As we reported previously, on August 21, 2015, the United States Court of Appeals for the D.C. Circuit in Home Care Association of America v. Weil overturned a lower court decision that struck down the new regulations just before they were scheduled to go into effect on January 1, 2015. Both the Court of Appeals and the Supreme Court denied the associations’ requests to delay the effective date. Thus, the Court of Appeals is expected, on October 13, 2015, to issue its mandate making the new regulations effective. The association plaintiffs intend to file a petition for certiorari to the Supreme Court of the United States, but, in the absence of any court-ordered stay, the new regulations will continue in effect pending the Supreme Court’s consideration of the petition for certiorari.

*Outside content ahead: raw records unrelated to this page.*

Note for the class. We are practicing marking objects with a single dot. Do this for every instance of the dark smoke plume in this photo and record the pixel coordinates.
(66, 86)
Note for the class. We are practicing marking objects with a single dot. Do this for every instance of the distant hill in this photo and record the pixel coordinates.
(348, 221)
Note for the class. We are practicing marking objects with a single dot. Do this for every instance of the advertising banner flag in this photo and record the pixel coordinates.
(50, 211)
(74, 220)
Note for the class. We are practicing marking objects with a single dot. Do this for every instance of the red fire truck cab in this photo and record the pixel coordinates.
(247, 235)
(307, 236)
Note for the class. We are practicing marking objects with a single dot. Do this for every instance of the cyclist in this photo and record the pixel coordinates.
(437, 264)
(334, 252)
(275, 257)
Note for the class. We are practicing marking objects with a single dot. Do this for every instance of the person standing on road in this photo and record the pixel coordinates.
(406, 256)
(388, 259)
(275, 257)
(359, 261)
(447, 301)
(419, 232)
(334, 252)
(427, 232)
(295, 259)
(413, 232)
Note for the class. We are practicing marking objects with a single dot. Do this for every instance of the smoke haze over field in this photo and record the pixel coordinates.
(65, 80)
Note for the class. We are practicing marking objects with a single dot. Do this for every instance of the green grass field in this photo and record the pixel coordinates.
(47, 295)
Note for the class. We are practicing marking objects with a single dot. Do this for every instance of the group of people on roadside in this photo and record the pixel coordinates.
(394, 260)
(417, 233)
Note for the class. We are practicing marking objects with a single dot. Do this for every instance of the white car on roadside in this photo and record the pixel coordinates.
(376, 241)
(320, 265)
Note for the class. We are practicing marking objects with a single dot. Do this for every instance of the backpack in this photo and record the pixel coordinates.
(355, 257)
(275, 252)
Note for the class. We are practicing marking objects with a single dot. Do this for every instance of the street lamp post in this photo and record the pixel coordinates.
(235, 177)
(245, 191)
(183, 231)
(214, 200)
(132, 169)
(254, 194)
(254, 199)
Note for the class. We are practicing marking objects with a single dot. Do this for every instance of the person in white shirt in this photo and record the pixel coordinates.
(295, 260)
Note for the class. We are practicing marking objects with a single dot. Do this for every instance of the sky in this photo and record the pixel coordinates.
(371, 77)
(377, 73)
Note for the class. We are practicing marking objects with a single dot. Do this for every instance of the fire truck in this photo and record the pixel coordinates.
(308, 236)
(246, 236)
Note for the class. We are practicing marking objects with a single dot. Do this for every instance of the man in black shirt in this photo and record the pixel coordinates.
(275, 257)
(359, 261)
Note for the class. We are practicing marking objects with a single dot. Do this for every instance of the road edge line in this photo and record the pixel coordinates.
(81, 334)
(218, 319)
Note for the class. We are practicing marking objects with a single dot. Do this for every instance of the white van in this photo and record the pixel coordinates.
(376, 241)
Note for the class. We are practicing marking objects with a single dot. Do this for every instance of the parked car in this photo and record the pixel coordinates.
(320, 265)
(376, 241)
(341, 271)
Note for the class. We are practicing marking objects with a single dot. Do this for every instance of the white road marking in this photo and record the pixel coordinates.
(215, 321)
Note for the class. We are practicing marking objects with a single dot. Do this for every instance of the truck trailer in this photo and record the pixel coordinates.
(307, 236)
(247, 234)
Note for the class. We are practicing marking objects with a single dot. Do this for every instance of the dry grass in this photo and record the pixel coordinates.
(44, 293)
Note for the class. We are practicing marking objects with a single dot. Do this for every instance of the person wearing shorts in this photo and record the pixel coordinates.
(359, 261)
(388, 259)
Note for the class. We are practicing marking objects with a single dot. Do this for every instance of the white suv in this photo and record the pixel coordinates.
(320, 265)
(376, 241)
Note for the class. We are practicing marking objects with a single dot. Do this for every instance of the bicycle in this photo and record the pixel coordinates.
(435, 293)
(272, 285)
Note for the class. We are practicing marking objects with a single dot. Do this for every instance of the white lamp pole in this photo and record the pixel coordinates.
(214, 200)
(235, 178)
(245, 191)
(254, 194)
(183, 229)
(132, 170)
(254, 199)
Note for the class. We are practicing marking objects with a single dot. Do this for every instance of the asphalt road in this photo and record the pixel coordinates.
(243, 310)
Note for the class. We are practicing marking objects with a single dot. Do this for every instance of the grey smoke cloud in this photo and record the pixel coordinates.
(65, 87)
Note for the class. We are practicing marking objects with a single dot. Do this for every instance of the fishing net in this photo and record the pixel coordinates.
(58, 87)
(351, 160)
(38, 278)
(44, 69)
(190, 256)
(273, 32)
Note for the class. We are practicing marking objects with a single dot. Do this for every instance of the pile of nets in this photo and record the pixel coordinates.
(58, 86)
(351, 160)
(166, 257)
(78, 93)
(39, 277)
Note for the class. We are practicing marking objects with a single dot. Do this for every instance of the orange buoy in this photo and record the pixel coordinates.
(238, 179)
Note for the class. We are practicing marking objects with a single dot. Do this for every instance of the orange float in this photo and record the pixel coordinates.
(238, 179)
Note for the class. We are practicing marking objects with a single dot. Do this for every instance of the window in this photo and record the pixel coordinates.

On September 9, 2015, the DOL had issued a policy statement confirming that it will not begin enforcement of the new regulations against any employer for violations of FLSA obligations until 30 days after the appeals court issues its mandate. Assuming the Court of Appeals issues the mandate on October 13, 2015, the DOL will hold off on enforcement actions until November 12, 2015. On October 6, 2015, the DOL announced that once the DOL’s hold on enforcement actions expires it will nonetheless “exercise its prosecutorial discretion in determining whether to bring enforcement actions, giving strong consideration to the extent to which states and other entities have made good faith efforts to bring their home care programs into compliance.”
Given the impending effective date, home care companies must implement their plans, if they have not done so already, so that they are in compliance with the new regulations as of October 13, 2015.